Leatherland was sentenced to three-and-a-half years in prison for allowing or causing Eve to die, while Curd was ordered to serve life with a minimum of 20 years for murder.
The inquest this week at Plymouth Coroners’ Court heard legal wrangling involving Eve’s alleged biological father Dean Bird had meant she had still not had a funeral.
Mr Bird is not named on Eve’s birth certificate and her body will only be released when the courts determine who is next of kin.
Senior Coroner Ian Arrow told the inquest that Mr Bird had been informed in September last year to go to court to confirm he is Eve’s natural father.
Mr Arrow finished his statement by highlighting that funding was available to ensure bereaved parents did not have to pay for the cost of their child’s burial or cremation.
Speaking after the inquest, Mr Arrow said that it was ‘disgraceful’ the baby’s body had still to be released, more than two years since she died.
Mr Arrow said: ‘[There] still needs to be a funeral for poor Eve. I will hope that Eve has a funeral in the near future
The inquest heard that Leatherland and Curd phoned an ambulance for Eve saying she had become ‘unresponsive and floppy’ at home in Liskeard, Cornwall.
Paramedics found Eve in a dirty stained bed with vomit around her mouth. She was taken to Derriford Hospital in Plymouth where she died.

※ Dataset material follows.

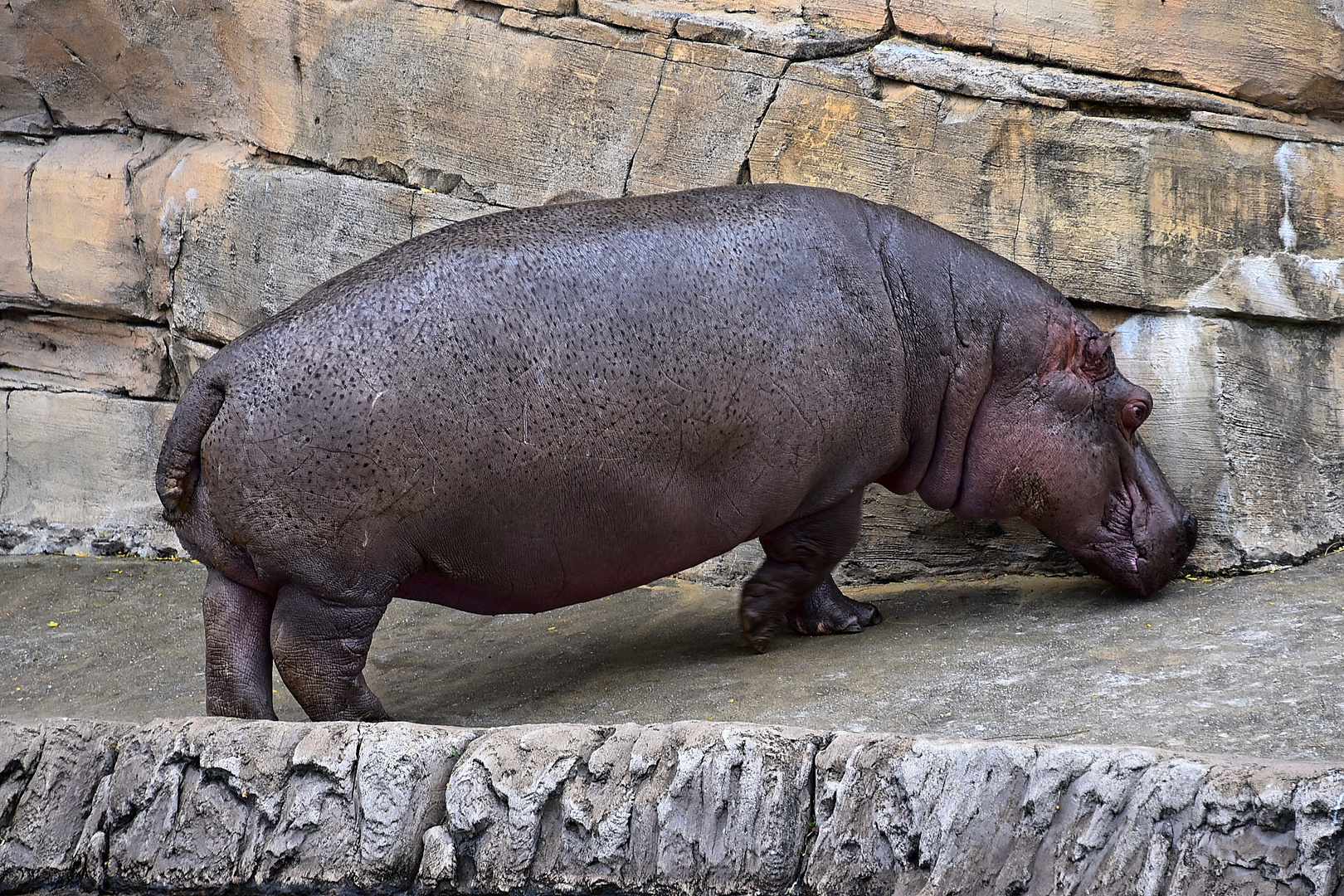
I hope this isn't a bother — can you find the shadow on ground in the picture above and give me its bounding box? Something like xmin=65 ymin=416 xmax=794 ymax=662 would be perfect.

At first Eve’s death was not treated as suspicious with bruising believed to be caused by efforts to resuscitate her.
A subsequent x-ray revealed a fractured skull and a post-mortem investigation at Great Ormond Street Hospital in London concluded that ‘no natural cause of death could be ascertained’, Mr Arrow said.
Mr Arrow told the inquest that Eve died from a ‘fatal concentration’ of the adult pain-killer codeine which should never be given to children, he said, and her multiple injuries.
She also had an amount of paracetamol in her system which was ‘above therapeutic levels’.